User-level threads (also called green threads or fibers) are managed entirely in user space by a runtime library. The kernel sees only a single thread (or a small pool). The runtime multiplexes many user-level threads onto these kernel threads. Creation is extremely fast (just allocate a small stack, ~2 KB for a Go goroutine vs. ~8 MB for a kernel thread). However, if one user-level thread makes a blocking syscall, it blocks the entire kernel thread it is running on.
Threading Models
- 1:1 (one-to-one): Each user thread maps to one kernel thread. Used by Linux, Windows, macOS. Simple, but thread creation is heavier.
- M:N (many-to-many): M user-level threads are multiplexed over N kernel threads (where M >> N). Used by Go (goroutines on a pool of OS threads), Erlang (processes on schedulers). Requires a sophisticated user-space scheduler.
- M:1 (many-to-one): All user threads map to a single kernel thread. Simple but no true parallelism -- if one blocks, all block. Largely obsolete.
Thread Creation Cost
Creating a new process via fork() requires duplicating the entire page table (even with COW, the metadata copying is expensive). Creating a thread is far cheaper because threads share the same page table. On Linux, clone() with shared-memory flags creates a thread in about 10-50 microseconds. A Go goroutine can be created in under 1 microsecond because it only allocates a tiny stack in user space.
Thread Safety
When multiple threads access shared data concurrently, race conditions arise if at least one thread is writing.
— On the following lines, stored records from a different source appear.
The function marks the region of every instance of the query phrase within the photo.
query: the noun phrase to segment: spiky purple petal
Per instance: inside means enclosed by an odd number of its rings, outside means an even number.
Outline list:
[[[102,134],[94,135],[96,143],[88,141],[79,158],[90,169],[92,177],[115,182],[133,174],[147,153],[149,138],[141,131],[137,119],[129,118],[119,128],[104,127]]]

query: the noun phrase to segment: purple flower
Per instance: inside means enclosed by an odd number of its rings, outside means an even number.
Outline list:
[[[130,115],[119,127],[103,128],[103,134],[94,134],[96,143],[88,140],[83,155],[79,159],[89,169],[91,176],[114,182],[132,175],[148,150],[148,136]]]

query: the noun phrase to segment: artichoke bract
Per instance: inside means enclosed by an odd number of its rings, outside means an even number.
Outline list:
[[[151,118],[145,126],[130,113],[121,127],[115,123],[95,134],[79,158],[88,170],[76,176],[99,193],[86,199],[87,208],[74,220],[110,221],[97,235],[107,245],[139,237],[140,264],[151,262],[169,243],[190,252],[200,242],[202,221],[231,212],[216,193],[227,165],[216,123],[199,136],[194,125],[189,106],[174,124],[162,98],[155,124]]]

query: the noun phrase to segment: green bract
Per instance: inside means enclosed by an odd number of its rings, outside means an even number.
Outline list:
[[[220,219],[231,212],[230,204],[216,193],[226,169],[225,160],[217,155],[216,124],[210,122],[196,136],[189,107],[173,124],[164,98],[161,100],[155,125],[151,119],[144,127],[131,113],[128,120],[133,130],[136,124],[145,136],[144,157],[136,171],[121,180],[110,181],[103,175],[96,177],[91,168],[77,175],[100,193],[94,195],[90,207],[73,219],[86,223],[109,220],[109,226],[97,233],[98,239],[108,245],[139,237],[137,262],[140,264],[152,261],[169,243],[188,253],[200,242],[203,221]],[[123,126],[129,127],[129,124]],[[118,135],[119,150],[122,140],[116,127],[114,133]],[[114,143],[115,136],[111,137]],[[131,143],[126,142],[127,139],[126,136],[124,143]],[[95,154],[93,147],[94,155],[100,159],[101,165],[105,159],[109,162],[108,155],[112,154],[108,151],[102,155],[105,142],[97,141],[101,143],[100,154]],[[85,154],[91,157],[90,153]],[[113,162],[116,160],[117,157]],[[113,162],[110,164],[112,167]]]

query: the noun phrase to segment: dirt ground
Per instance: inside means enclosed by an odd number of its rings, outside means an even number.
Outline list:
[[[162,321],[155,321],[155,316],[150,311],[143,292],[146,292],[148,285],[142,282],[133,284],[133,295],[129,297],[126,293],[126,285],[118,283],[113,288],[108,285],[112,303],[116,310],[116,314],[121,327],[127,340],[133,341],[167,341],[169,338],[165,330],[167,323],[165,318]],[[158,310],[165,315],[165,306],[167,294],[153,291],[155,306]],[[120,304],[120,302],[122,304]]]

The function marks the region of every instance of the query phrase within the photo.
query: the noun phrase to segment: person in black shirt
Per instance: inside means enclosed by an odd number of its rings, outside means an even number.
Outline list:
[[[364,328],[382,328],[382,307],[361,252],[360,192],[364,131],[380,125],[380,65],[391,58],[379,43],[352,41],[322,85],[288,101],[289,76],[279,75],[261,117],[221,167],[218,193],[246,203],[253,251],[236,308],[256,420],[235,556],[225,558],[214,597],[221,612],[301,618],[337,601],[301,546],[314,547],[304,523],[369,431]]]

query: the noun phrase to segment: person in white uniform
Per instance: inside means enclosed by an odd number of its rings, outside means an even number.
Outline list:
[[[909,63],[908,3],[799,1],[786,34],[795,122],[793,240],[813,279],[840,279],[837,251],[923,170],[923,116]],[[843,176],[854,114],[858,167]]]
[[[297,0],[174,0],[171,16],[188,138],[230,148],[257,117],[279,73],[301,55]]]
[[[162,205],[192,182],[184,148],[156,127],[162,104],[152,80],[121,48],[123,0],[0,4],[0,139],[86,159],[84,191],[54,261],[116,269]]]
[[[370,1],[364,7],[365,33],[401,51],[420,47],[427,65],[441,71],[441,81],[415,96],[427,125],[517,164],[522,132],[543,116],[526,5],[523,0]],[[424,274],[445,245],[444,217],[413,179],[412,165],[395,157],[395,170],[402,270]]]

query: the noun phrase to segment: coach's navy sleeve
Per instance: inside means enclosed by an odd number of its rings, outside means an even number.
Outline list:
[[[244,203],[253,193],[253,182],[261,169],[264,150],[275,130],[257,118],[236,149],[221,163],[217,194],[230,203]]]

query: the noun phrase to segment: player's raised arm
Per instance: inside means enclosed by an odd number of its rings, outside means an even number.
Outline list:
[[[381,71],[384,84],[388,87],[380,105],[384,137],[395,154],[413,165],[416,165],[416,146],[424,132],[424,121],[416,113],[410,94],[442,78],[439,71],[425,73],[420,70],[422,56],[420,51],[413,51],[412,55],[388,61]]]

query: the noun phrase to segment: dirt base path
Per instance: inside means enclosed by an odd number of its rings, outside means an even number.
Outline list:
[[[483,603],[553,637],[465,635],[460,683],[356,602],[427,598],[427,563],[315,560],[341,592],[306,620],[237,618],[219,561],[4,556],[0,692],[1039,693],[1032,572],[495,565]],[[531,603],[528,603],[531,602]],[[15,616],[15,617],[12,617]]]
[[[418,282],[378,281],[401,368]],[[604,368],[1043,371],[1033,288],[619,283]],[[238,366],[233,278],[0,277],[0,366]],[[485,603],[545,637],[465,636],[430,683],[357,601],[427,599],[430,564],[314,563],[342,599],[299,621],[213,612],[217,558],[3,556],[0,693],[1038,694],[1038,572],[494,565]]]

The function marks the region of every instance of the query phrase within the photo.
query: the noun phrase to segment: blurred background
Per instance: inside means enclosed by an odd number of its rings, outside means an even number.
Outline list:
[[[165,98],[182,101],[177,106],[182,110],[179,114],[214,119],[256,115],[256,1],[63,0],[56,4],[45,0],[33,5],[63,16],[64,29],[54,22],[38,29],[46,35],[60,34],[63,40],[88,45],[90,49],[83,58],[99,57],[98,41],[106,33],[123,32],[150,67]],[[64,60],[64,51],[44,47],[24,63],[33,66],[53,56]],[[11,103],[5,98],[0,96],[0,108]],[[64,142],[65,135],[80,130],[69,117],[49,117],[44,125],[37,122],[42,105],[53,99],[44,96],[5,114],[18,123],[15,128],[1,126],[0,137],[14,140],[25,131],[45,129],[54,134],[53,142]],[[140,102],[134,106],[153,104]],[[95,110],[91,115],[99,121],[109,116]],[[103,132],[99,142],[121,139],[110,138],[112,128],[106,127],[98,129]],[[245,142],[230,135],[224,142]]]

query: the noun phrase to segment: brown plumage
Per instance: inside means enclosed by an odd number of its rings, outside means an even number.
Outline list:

A data race occurs when two threads access the same memory location without synchronization and at least one access is a write. Preventing data races requires synchronization primitives: mutexes, semaphores, atomic operations, or lock-free data structures.
Real-Life: Web Server Thread Pool
A web server like Tomcat uses a thread pool to handle incoming requests:
- At startup, the server creates a pool of N worker threads (e.g., 200). This avoids the overhead of creating a new thread for each request.
- When a request arrives, the server picks an idle worker thread from the pool and assigns the request to it.
- The worker thread reads the HTTP request, processes it (queries a database, renders a template), and sends the response.
- After completing the request, the worker returns to the pool to await the next assignment.
Why threads, not processes? All worker threads share the same in-memory cache (e.g., session store, configuration objects). If each handler were a separate process, they would need expensive IPC (shared memory segments, pipes) to access shared state.
Why a pool, not thread-per-request? Creating and destroying 10,000 threads per second would consume significant CPU time on thread creation, stack allocation, and kernel bookkeeping. A pool of reusable threads amortizes creation cost to startup time.
Thread safety in practice: The shared session store must be protected by a lock or use a concurrent data structure (like ConcurrentHashMap). Without this, two threads handling requests for the same user could corrupt the session simultaneously.
Go's approach: Go uses goroutines (M:N model) to avoid the thread pool pattern entirely. You simply launch a goroutine per request (go handleRequest(conn)), and the Go runtime multiplexes thousands of goroutines onto a small number of OS threads. Goroutine creation costs ~2 KB of stack, so even millions of concurrent goroutines are feasible.